14 de setembro de 2004

A LIBERDADE TOTAL DA LITERATURA


A literatura é a oportunidade que a linguagem tem de se reinventar. Diferente do jornalismo ou das ciências humanas, que obedecem a paradigmas e precisam do consenso do entendimento, de um acordo prévio para ser debatido e desenvolvido, a literatura caracteriza-se pela liberdade de suas falas, do desenraizamento total e da radicalidade de suas experiências. Já que por natureza possui amplo espectro, proporcionado por essa liberdade, ela presta-se mais a uma abordagem seletiva, pois fica difícil abraçar esse vasto mundo ou fazer seu inventário. A saída é definir um conjunto de células para tentar nele soprar nele um pouco de sentido.

LIMITES - Meu álibi para estreitar os limites dessa minha conversa também inclui uma necessidade própria de trafegar pelas leituras que decidi adotar como insumos básicos, tanto do que produzo quanto do que costumo analisar como resenhista. Trata-se de uma deliberação e não de uma desistência diante da complexidade do tema. Por fazer parte do exercício da liberdade, numa época de transformações profundas e cada vez mais rápidas, a literatura desvencilhou-se das últimas escolas e partiu para a aventura radical. Mas isso não a tirou fora do jogo político. A invenção literária permanente costuma refletir o desespero, pois é do caos que ela trata, postura gerada pelo desligamento dos cânones. Vemos isso em Kafka, para pegar o exemplo mais notório. Mas o narrador que é persona do autor diante da indiferença e brutalidade do mundo, é obrigado a reconstruir a linguagem numa nova ordenação do caos. O resultado é uma narrativa sinistra, que faz parte do desencanto econômico e político da Europa que gerou a barbárie de duas guerras. Esse parece ser o personagem favorito da literatura brasileira de hoje. O viajante de João Gilberto Noll em vários dos seus livros, o pesquisador do romance Fantasma, de José Castello, o detetive Cid Espigão de Tabajara Ruas são agentes dessa reordenação da linguagem que veio á tona depois de assassinada. Isso se chama liberdade, mas também está profundamente ligado à ditadura que nos surpreendeu, criou e ainda nos mantém numa espiral de insônia.
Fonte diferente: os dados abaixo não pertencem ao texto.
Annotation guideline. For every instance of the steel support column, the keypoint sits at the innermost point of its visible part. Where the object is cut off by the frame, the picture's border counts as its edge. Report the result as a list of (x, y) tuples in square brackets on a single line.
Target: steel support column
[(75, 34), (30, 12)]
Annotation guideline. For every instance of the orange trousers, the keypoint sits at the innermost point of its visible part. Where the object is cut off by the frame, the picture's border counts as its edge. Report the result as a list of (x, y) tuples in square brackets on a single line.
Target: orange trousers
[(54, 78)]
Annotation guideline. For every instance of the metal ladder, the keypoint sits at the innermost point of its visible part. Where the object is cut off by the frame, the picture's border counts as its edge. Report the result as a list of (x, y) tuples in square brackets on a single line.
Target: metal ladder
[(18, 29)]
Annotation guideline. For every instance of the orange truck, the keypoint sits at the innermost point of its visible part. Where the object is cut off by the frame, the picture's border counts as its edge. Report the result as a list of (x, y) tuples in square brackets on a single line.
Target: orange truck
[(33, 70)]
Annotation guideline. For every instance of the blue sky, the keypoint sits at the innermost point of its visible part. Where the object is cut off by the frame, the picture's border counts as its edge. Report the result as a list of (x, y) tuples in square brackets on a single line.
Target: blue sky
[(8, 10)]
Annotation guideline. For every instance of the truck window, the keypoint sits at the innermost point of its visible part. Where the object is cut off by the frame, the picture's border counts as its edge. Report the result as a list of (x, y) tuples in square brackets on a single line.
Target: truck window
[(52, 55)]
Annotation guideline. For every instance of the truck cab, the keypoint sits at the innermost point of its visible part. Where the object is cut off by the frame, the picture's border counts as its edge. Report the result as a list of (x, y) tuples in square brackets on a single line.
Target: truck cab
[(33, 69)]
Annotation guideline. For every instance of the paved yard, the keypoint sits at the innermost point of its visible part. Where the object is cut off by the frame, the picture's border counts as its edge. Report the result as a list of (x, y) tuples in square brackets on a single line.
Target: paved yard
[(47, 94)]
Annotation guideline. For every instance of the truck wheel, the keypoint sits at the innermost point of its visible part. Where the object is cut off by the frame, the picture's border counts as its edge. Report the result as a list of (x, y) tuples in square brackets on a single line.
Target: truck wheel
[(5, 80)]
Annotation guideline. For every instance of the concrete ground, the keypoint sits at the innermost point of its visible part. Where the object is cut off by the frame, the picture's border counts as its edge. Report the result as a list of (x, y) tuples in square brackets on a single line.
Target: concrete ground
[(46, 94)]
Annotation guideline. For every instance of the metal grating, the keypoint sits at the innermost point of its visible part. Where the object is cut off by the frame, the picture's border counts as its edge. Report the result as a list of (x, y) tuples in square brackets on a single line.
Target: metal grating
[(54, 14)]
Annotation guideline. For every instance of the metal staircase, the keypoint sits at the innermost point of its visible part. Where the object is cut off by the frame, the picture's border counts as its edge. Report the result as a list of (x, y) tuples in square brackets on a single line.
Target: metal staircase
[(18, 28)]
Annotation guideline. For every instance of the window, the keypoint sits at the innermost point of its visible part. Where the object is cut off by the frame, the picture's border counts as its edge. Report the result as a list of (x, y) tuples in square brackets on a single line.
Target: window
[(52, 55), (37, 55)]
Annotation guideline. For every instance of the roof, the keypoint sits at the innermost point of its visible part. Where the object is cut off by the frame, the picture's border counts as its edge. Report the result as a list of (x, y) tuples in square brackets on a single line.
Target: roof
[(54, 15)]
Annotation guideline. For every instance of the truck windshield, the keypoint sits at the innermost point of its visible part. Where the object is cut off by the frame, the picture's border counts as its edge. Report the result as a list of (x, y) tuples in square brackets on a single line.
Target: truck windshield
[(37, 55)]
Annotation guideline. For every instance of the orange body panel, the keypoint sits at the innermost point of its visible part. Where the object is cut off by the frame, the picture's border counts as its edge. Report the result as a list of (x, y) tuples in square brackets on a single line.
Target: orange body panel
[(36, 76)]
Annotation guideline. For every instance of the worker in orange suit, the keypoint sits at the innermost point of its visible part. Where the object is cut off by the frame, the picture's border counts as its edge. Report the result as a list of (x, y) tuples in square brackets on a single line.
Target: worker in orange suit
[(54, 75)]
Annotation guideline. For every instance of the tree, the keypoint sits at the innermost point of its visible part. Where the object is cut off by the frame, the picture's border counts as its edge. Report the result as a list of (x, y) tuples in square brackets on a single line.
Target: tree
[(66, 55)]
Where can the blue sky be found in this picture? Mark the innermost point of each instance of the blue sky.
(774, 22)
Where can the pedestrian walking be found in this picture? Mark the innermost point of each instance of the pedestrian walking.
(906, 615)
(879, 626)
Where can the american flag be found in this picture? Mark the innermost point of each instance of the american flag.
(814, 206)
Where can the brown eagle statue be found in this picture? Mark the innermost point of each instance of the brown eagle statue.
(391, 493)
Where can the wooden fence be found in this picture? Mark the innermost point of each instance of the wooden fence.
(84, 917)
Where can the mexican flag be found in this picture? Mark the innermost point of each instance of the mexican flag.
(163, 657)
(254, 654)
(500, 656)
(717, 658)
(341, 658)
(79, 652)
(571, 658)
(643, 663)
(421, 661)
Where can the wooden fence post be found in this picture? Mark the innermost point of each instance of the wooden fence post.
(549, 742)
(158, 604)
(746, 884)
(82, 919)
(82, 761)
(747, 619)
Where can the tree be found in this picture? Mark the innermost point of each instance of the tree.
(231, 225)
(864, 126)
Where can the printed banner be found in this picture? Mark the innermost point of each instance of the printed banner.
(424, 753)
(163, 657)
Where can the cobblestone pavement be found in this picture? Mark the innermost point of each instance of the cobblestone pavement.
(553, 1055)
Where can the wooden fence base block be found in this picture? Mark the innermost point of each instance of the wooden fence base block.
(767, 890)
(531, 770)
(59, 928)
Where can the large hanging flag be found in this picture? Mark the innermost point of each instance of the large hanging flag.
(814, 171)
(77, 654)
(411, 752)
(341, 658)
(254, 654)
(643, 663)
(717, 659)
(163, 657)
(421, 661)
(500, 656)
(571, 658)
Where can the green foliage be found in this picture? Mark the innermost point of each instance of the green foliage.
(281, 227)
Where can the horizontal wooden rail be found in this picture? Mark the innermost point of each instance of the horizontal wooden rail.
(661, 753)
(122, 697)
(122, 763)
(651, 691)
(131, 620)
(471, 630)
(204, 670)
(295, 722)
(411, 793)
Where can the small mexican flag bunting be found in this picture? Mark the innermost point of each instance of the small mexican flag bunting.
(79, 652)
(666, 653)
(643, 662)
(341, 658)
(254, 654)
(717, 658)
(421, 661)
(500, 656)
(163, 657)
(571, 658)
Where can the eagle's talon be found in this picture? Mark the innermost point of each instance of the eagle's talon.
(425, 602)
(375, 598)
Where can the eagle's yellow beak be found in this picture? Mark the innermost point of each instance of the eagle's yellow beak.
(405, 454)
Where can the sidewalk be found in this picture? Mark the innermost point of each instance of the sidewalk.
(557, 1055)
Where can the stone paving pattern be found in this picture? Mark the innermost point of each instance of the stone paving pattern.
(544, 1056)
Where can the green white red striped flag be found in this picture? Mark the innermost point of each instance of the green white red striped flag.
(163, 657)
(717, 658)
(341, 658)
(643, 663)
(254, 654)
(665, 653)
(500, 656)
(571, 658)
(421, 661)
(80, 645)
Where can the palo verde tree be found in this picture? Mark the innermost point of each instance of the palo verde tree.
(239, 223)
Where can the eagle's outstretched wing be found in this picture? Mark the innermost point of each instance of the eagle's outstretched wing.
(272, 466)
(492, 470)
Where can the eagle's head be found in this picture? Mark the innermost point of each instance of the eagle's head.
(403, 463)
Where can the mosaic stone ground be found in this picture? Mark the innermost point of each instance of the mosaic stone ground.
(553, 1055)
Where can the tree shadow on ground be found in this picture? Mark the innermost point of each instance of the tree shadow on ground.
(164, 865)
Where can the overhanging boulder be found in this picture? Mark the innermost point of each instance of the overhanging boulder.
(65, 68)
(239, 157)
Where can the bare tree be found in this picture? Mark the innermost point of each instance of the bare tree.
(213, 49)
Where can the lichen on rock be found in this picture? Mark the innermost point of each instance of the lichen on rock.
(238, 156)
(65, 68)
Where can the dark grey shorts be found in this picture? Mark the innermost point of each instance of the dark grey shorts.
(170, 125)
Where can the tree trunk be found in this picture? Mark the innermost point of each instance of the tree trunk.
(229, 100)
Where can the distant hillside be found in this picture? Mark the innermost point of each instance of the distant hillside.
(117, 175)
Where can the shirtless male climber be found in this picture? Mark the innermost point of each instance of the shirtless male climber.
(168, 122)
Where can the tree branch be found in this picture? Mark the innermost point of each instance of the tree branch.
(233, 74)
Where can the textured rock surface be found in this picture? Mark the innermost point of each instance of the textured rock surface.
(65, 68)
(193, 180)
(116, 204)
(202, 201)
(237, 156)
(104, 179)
DIÁSPORA - Meu romance Universo Baldio (Francis, W11 Editores, 2004) é a composição de duas falas que tentam se complementar. A primeira é a desse caminhante perplexo que vive o desmoronamento do mundo e rearticula sua presença literária para não perder a identidade que arduamente construiu no meio do caos. Nessa primeira fase, há a perplexidade diante da diáspora humana que gerou aquela história, que acaba, como começou, na estrada, dentro de um coletivo que coleciona monólogos. Na segunda parte, a persona que encarna o narrador divide-se diante dos seus fantasmas e ao tentar, desesperado, reencontrar-se, acaba descobrindo o quanto perdeu na sua trajetória. Pior: sabe então que sua perda veio de longe e que nunca houve remédio para ela. Mas ainda se mantém a esperança de que o tecido desfeito possa ser refeito no final, onde o happy end seria uma forma de vingança, e não um lugar comum. Mais não posso dizer desse romance escrito num intervalo de vinte anos e que é uma síntese de várias incursões na prosa literária que se dispersa hoje em crônicas, memórias, contos e projetos de novos romances. O fazer literário não basta, pois ele enfrenta primeiro a dificuldade de exposição pública, por motivos demais conhecidos. É preciso aborda-lo na análise, fazer parte da composição de falas que descem sobre a literatura como uma chuva de conceitos. Minha participação nessa área tem sido constante e compreende desde autores como Rilke, Simões Lopes Neto, Vinícius de Moraes e Borges, como escritores que na minha geração ajudam a compor um universo literário pautado pela liberdade total. Na resenha, procuro incorporar a liberdade literária, encarnar o verbo para ser fiel à fala alheia. Costumo partir para lances não pautados na intenção inicial do texto, mas que felizmente transformam-se, a seu modo, parte da minha literatura.

FEIRA DO LIVRO - A Feira do Livro de Porto Alegre neste ano vai receber dois poetas que naquela mesma praça, a da Alfândega, inauguram sua vida literária, expondo poemas em cartolina e gritando seus versos para o povo que passava (isso em plena ditadura, em 1969, que na definição do amigo poeta era o Ano da Graça). Marco Celso Viola já tem quase pronto seu Poemas para ler em voz alta, estréia mundial de fato da sua profunda, pujante, original e magnífica arte literária, e estará comigo para conversar com o público, num evento que ainda vou divulgar aqui. Marco notou esses tempos que somos poetas longevos, o que é uma surpresa, pois tínhamos tudo para uma vida breve e uma longa presença literária. Sorte que só a segunda parte se concretizou.